Captain Nelson Ambosa (center left) discusses features of the Macaw  Arrow with a visitor.
Captain Nelson Ambosa (center left) discusses features of the Macaw
Arrow with a visitor.

When the Macaw Arrow sailed into Budd Inlet last week, Port of Olympia was again proud to be the first port of call for a cargo ship on its maiden voyage. But this time the excited interest of port and maritime workers took a different direction. They were boarding a ship with the latest “green” features yet seen at the Olympia port.

Gearbulk, owner and manager of the Macaw Arrow, has been selling or recycling older, less efficient vessels and introducing larger, much more efficient vessels with fuel-saving technologies and economies of scale due to size.

The vessel’s engines and generators are designed to give higher fuel efficiency, reducing NOx emissions (nitric oxide and nitrogen dioxide).
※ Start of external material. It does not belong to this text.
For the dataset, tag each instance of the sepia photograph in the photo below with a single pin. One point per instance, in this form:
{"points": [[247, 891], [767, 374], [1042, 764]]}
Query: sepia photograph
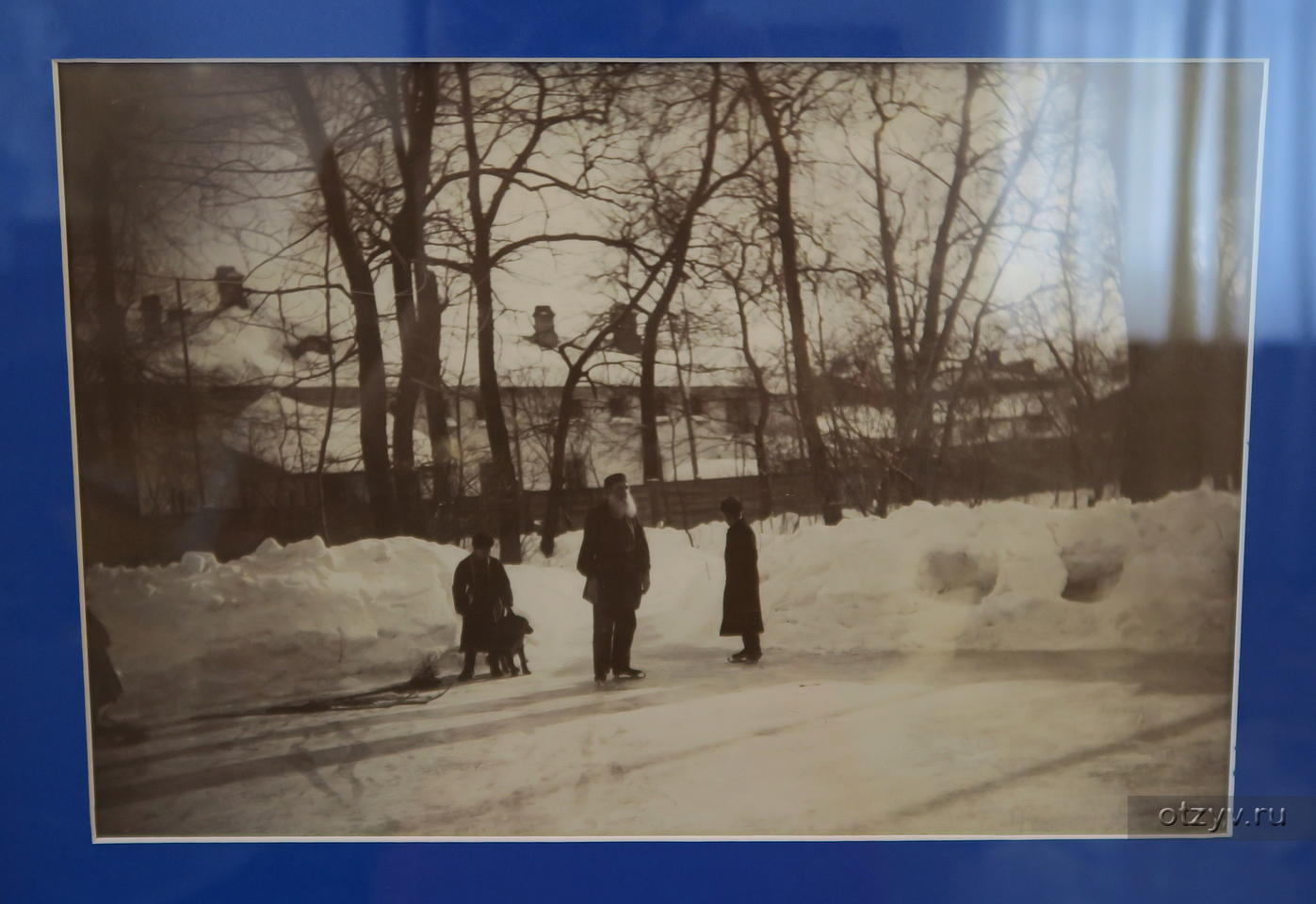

Weather routing and voyage optimization services further assist in achieving sailing routes that save time and save fuel, which in turn lessens the carbon footprint.

Macaw Arrow’s hull design maximizes cargo intake while maintaining low overall resistance through the water, resulting in lower fuel consumption and emissions. Flipper fins improve water flow into the propeller disc and improve propeller efficiency. Similarly, the rudder is fitted with a bulb directly behind the propeller which improves water flow and reduces frictional losses.
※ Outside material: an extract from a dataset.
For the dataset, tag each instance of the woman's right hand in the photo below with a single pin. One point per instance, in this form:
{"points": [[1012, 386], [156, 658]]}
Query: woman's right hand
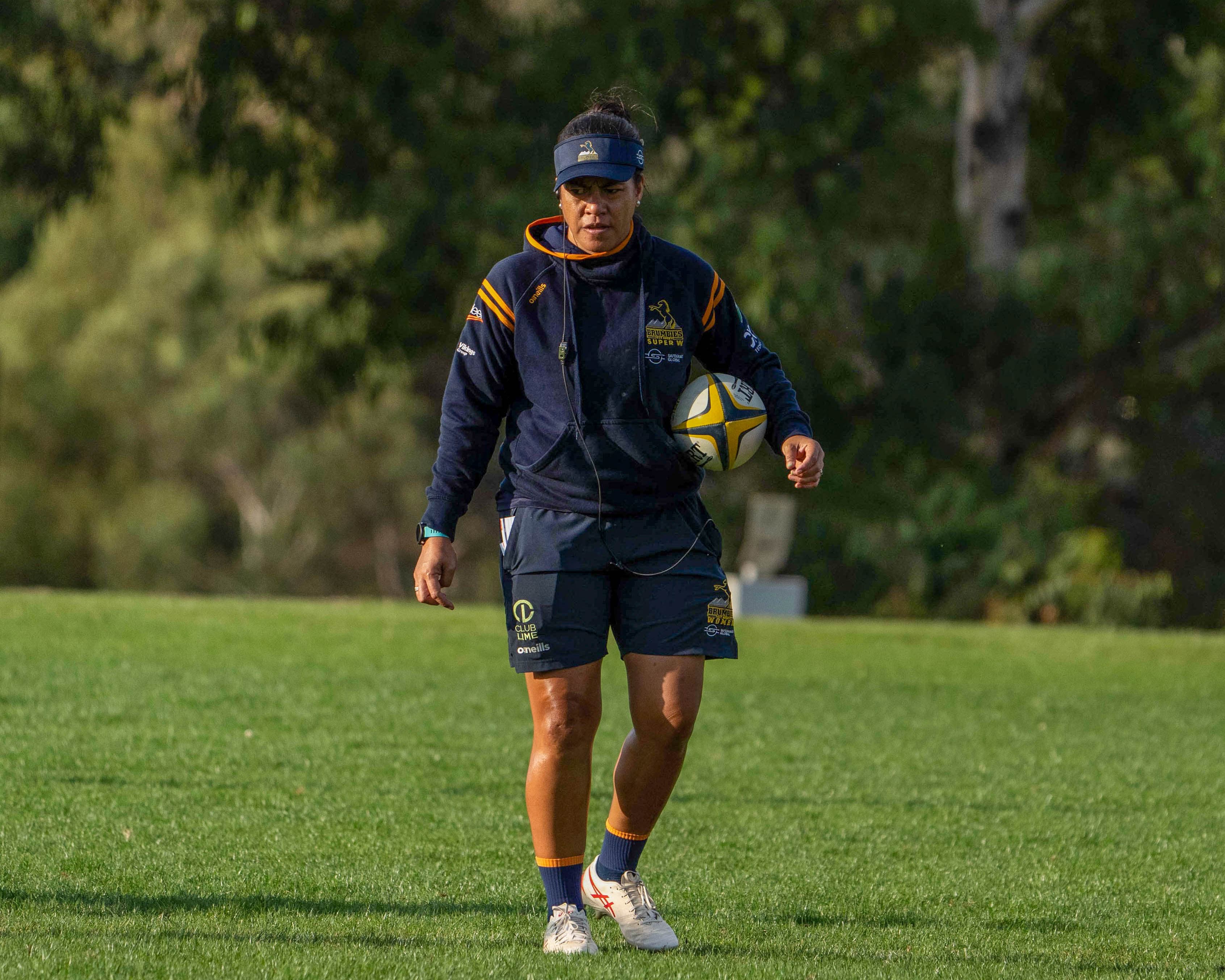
{"points": [[435, 571]]}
The underwater hull is coated with a low friction, anti-fouling paint which further reduces frictional resistance. It is also low in volatile organic compounds, meaning reduced emissions to the atmosphere.
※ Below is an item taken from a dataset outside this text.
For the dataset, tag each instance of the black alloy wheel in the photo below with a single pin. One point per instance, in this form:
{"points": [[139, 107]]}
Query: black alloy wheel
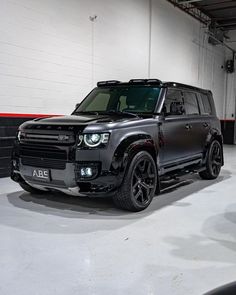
{"points": [[143, 181], [139, 185]]}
The main engine is electronically controlled (rather than having a conventional camshaft controlling the fuel and valve timing functions). This gives much better combustion control over a wide load range which improves fuel efficiency (lower emissions) and gives smokeless exhaust (reduces particulate matter).

Also, the engine is de-rated, meaning it is slightly bigger than necessary, and is permanently operated at a reduced power and lower rpm which enables a more efficient propeller to be fitted, resulting in more fuel savings.

On all Gearbulk vessels, fuel flow meters and shaft torque meters monitor performance and provide the ability to intervene very quickly in the event of less than optimal performance. This is backed up with sophisticated software to help solve the problem.

An important feature of the Macaw Arrow is its ballast water treatment system which is designed to stop the spread of non-indigenous species. The fully integrated bridge has an electronic chart display and information system that eliminates the need for paper charts. The vessel’s garbage is segregated in compliance with Garbage Management Regulations and only food waste is discharged overboard. A comminutator is fitted on board for comminuting food waste.  The Mariner Shilling Hi-lift rudder can go to a maximum angle of 70 degrees, giving the vessel a high turning rate.

Gearbulk is active in the SSI (Sustainable Shipping Initiative). The company is fully accredited with ISO 14001 certification, the environmental standard, in all its branch offices. This year its fleet management and its owned fleet will achieve ISO 14001 certification. In February, the Vancouver office was audited and passed the certification without any non-compliance.

The company’s Environmental Management System drives continual improvement toward its targets, which include: Reduce the company’s CO2 index by 20% from the 2010 level by the end of 2015, improve dunnage recycling, improve recycling of web slings, reduce office energy consumption.